The regiment was broken up on 1 March 1943, with the 1st Battalion redesignated as the 168th Field Artillery Battalion, and the 2nd Battalion redesignated as the 983rd Field Artillery Battalion. During World War II, the 168th Field Artillery Battalion was initially part of the 75th Field Artillery Brigade. It was inactivated on 17 January 1946 at Camp Stoneman, California.

===Cold War===

Postwar, the lineage of the 983rd Field Artillery Battalion was perpetuated by the 193rd Tank Battalion, which was activated on 10 May 1946. The 168th Field Artillery Battalion was reorganized and federally recognized on 6 January 1947 with headquarters at Denver. It was consolidated with the 157th Field Artillery Regiment (United States) on 1 February 1959.
===Campaign streamers===
- World War I
  - Champagne-Marne
  - Aisne-Marne
  - St.
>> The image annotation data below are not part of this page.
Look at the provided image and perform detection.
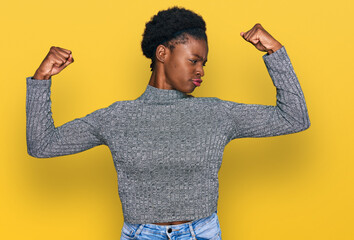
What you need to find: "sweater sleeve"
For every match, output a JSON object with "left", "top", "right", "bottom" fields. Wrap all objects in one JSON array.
[
  {"left": 26, "top": 77, "right": 104, "bottom": 158},
  {"left": 219, "top": 46, "right": 310, "bottom": 140}
]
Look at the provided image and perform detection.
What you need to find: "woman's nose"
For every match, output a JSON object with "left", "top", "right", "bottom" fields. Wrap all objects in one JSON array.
[{"left": 197, "top": 66, "right": 204, "bottom": 77}]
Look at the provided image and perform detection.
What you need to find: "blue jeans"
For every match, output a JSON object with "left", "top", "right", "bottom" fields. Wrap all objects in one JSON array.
[{"left": 120, "top": 211, "right": 221, "bottom": 240}]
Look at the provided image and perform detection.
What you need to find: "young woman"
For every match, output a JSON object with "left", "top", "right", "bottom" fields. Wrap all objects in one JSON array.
[{"left": 26, "top": 7, "right": 310, "bottom": 240}]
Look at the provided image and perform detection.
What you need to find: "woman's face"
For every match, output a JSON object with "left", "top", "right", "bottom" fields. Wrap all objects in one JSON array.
[{"left": 164, "top": 36, "right": 208, "bottom": 93}]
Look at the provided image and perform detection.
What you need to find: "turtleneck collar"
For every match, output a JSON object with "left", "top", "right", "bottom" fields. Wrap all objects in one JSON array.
[{"left": 137, "top": 84, "right": 192, "bottom": 101}]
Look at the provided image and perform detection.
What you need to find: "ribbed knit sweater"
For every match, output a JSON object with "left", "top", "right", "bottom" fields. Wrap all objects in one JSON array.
[{"left": 26, "top": 46, "right": 310, "bottom": 224}]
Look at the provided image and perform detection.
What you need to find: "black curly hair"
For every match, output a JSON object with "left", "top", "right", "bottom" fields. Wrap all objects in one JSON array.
[{"left": 141, "top": 6, "right": 208, "bottom": 71}]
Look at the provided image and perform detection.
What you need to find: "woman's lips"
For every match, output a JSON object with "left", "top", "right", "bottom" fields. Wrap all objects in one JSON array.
[{"left": 192, "top": 79, "right": 203, "bottom": 87}]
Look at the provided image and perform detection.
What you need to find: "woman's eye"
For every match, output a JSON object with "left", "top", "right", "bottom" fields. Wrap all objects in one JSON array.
[{"left": 189, "top": 59, "right": 197, "bottom": 64}]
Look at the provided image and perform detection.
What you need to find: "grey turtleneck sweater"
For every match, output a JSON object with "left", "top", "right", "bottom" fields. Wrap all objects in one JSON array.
[{"left": 26, "top": 46, "right": 310, "bottom": 224}]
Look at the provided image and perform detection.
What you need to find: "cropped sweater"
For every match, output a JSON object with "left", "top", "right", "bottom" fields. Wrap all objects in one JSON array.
[{"left": 26, "top": 46, "right": 310, "bottom": 224}]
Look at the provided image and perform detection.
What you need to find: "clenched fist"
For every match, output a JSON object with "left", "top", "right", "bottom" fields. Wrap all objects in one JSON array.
[
  {"left": 33, "top": 47, "right": 74, "bottom": 80},
  {"left": 240, "top": 23, "right": 282, "bottom": 54}
]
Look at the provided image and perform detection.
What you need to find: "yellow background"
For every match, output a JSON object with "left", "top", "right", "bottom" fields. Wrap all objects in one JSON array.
[{"left": 0, "top": 0, "right": 354, "bottom": 240}]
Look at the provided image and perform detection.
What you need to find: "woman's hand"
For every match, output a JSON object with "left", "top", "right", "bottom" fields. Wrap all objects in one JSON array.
[
  {"left": 33, "top": 47, "right": 74, "bottom": 80},
  {"left": 240, "top": 23, "right": 282, "bottom": 54}
]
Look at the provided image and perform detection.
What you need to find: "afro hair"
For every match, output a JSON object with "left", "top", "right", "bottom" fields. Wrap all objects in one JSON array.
[{"left": 141, "top": 7, "right": 207, "bottom": 70}]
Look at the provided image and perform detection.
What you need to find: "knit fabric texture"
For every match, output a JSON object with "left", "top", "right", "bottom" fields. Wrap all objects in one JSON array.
[{"left": 26, "top": 46, "right": 310, "bottom": 224}]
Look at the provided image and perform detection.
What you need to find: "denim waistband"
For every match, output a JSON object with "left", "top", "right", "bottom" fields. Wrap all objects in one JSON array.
[{"left": 125, "top": 210, "right": 218, "bottom": 231}]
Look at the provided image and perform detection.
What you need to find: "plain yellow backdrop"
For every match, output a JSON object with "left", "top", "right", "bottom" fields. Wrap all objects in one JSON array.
[{"left": 0, "top": 0, "right": 354, "bottom": 240}]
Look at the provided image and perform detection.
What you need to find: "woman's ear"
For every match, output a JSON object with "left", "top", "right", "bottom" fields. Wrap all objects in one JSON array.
[{"left": 155, "top": 44, "right": 168, "bottom": 63}]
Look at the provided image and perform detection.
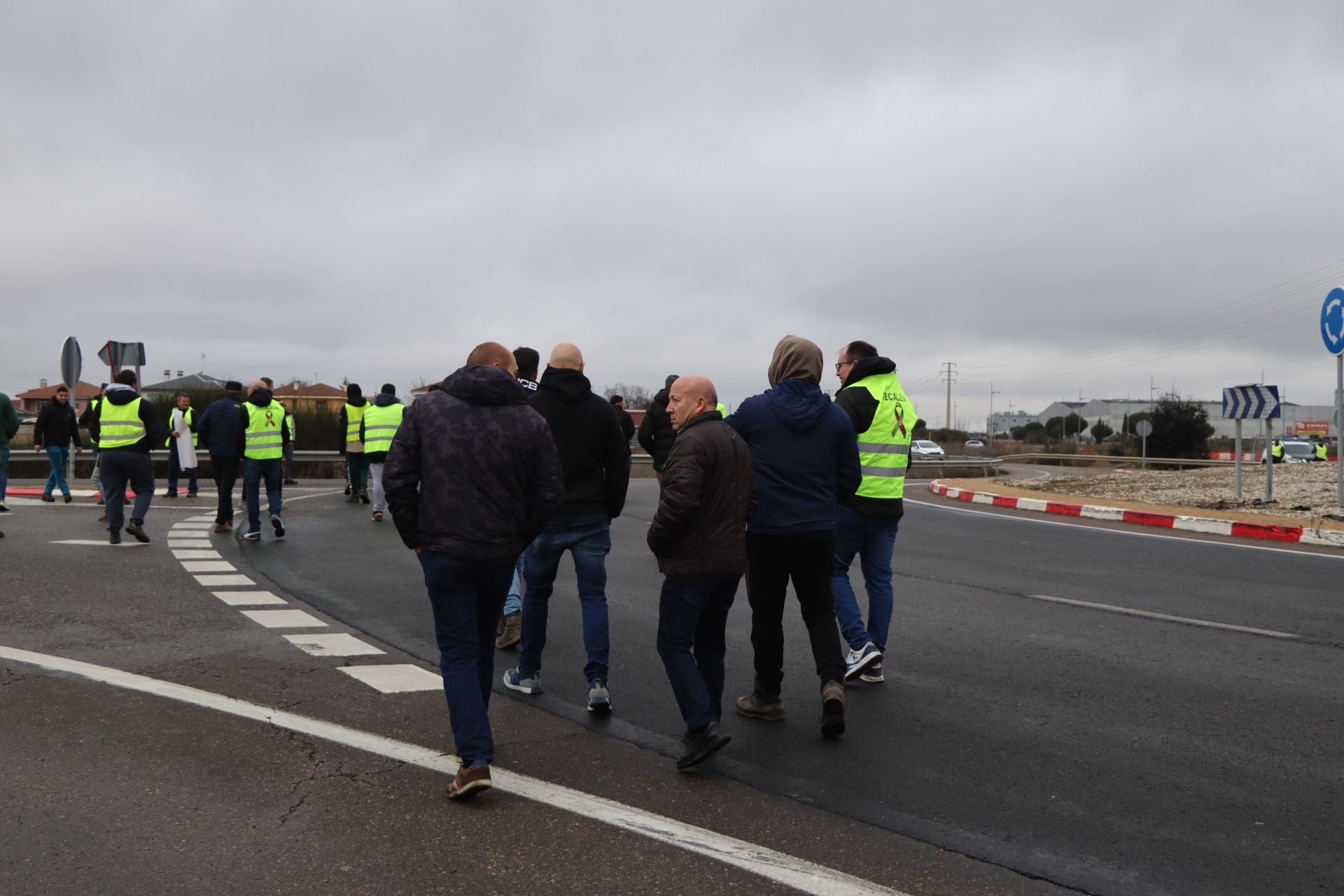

Mihiel
  - Meuse-Argonne
  - Champagne 1918
- World War II
  - New Guinea (With Arrowhead)
  - Luzon

===Decorations===
Philippine Presidential Unit Citation, Streamer embroidered 17 OCTOBER 1944 to 4 JULY 1945

=== Heraldry ===
The coat of arms was originally approved for the 168th Field Artillery Battalion on 13 November 1928. It was amended to correct the blazon of the shield on 19 January 1929. It was redesignated for the 168th Field Artillery Regiment on 9 January 1943. The insignia was redesignated for the 168th Field Artillery Battalion on 18 August 1943. It was rescinded/cancelled on 1 September 1961. The insignia was reinstated and redesignated for the 168th Regiment on 24 April 1997. It was amended to correct the blazon of the shield on 17 November 1997.